Just outside of Charlottesville, Virginia, lies Monticello, the gracious hilltop estate, designed by Thomas Jefferson, and his home for most of his life. The future president and author of the Declaration of Independence made the house and the estate his life's work, continually tweaking the designs and adding features.

Monticello's Features

Constructed over a period of 40 years, between 1769 and 1809, Monticello showcases Jefferson's many talents. After returning home from his stint as the United States' ambassador to France, Jefferson revised the almost completed Monticello's design to reflect the Palladian style of architecture, popular in France. After Jefferson's death, his heirs were forced to sell the property to settle his debts.

The Main House

Monticello's main house has 39 rooms, divided among the cellar and three floors, and features around 11,000 square feet of living space. There are few furnishings in Monticello, as Jefferson preferred open spaces, yet his more unique inventions, including a dumbwaiter in the dining room and a seven-day clock, are featured in plain sight. He favored built-in cabinets and furniture, and most of the home's beds are located in specially-designed alcoves. Jefferson's suite of rooms, in the house's south wing, consists of his private library. The modified octagonal room once held over 6,000 books, but the works have since been sold to the Library of Congress.

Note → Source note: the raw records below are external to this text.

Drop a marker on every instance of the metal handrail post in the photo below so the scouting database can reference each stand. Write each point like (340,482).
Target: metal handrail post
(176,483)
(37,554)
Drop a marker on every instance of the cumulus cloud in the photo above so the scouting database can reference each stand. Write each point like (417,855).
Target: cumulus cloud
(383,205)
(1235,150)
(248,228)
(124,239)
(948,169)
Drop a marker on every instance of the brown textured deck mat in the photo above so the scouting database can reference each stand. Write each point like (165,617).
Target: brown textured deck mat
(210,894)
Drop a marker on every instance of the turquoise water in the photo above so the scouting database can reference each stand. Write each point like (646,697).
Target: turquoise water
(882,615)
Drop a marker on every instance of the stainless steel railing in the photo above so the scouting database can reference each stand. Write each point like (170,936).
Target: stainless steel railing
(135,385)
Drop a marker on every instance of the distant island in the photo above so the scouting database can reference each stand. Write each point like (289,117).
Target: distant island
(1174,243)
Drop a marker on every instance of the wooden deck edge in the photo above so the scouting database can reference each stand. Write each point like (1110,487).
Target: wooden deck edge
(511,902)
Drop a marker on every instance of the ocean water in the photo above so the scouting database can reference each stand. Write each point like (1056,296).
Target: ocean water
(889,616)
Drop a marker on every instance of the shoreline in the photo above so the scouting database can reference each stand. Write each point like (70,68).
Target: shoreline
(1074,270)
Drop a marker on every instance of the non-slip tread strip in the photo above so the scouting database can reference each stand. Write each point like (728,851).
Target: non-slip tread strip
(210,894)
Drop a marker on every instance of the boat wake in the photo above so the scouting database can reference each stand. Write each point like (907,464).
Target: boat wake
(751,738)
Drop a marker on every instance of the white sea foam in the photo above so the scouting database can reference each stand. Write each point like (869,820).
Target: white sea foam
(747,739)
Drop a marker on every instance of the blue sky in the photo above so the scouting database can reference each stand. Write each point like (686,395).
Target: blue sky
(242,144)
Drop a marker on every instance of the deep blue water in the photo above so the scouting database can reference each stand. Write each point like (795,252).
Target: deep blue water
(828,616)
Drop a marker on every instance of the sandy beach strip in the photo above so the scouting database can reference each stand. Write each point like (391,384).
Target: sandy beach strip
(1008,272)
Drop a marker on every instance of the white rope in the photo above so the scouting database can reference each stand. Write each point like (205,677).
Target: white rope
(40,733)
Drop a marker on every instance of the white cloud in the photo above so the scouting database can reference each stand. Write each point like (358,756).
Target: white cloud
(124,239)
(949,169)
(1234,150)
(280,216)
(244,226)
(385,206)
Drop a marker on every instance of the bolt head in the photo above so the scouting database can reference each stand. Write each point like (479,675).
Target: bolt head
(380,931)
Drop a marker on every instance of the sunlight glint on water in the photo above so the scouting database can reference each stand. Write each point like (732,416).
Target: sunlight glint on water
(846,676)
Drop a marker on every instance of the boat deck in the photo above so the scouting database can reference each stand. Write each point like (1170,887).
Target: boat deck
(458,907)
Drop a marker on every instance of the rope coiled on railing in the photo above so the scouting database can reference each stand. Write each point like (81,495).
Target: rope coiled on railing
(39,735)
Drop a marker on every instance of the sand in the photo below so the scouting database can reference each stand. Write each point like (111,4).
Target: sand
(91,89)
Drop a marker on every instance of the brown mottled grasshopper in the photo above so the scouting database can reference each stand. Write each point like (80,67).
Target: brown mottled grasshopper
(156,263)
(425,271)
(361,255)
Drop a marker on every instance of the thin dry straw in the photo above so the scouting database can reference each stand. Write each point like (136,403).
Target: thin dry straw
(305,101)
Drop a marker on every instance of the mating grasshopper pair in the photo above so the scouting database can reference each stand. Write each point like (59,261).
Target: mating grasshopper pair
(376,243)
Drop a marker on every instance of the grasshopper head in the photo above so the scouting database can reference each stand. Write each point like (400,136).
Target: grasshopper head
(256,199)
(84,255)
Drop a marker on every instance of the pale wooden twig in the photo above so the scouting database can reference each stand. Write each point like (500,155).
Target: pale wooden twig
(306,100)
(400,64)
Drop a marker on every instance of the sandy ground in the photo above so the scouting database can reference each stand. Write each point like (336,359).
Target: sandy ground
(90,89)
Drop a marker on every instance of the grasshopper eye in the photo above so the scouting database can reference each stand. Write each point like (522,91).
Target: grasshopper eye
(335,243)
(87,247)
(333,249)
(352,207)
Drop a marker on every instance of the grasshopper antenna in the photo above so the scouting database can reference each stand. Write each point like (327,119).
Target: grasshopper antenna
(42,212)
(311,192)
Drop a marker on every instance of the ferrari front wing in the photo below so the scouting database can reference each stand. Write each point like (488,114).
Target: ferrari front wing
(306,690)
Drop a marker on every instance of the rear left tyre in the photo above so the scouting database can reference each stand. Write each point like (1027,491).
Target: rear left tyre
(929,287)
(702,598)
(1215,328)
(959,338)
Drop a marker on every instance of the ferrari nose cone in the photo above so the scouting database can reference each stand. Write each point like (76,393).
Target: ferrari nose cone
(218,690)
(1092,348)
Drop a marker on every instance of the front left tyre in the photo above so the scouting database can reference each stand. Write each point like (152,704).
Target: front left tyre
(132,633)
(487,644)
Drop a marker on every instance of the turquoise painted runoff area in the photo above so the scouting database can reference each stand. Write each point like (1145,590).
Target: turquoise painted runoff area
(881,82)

Because Jefferson was an outdoor enthusiast, the house has 13 skylights to help bring the outdoor light indoors. Jefferson's suite of rooms also features a greenhouse, a light and airy room where Jefferson kept tropical plants over the winter and started seedlings for the garden. Even the entrance hall floor is painted green, reportedly so that Jefferson would feel he was still outdoors when he entered the house.

The Outbuildings

Connected to the main building via open-air passageways lined by columns are the large kitchen (kept away from the house so as not to heat the house during the summer months), the food storerooms, craftsmen's workshops, and the slaves' and servants' quarters. Also in this section is the small room where Jefferson lived for years while building the main house and to which he brought his bride, Martha, after their wedding in 1772.

The Garden

Thomas Jefferson was an avid gardener. He grew over 170 different kids of fruit trees in the orchard as well as extensive flower gardens and borders, featuring over 100 species of annuals, bi-annuals, and perennials. Jefferson kept copious notes and sketches about his gardens, and following these, the gardens have been restored to their former glory. The food at Monticello was well regarded, with the household growing much of its own produce in the 1000-foot long vegetable and culinary garden. Today, visitors can stroll among the well-manicured grounds and glimpse life as it must have been during Jefferson's time.

Monticello Grounds

Tips for Visiting Monticello

In 1923, after Monticello had been sold privately a few times, the estate was sold to the Thomas Jefferson Foundation, which owns and operates Monticello today. It is the only historic house in the U.S. on the United Nations' World Heritage List. Visitors are welcomed on tours throughout the grounds. There are also films shown and exhibitions displayed that showcase Jefferson's influence on history.

Tour Information

Daily tours include:

  • Main House and Grounds
  • Garden and Grounds
  • Plantation Community (showing the lives of the slaves from the era)
  • Behind the Scenes

A visitor's center at the entrance to the property contains over 400 items once owned by Jefferson, as well as interactive exhibits about the estate. Also offered are kid-friendly tours, making this an excellent stop on a family vacation. Monticello is open every day except Christmas Day, and some of the tours require reservations.

Plan to arrive at least 30 minutes before your tour reservation time to allow for the collection of tickets and boarding the shuttle bus. If possible, take in the 15-minute long introductory film before the shuttle bus ride up the mountain. Keep in mind that much of the Monticello experience is outdoors, so appropriate clothing should be worn.

When to VIsit

The best times to visit are June through September when the gardens are in bloom. Visiting during the annual July 4th Independence Day Celebration makes a visit extra special, but it is also an extra busy time for Monticello.

Finally, the Monticello website features directions from all areas of the country, including Washington, D.C. It also features the physical address that can be used to search for directions via GPS. Directions from both MapQuest and Google Maps are included as well.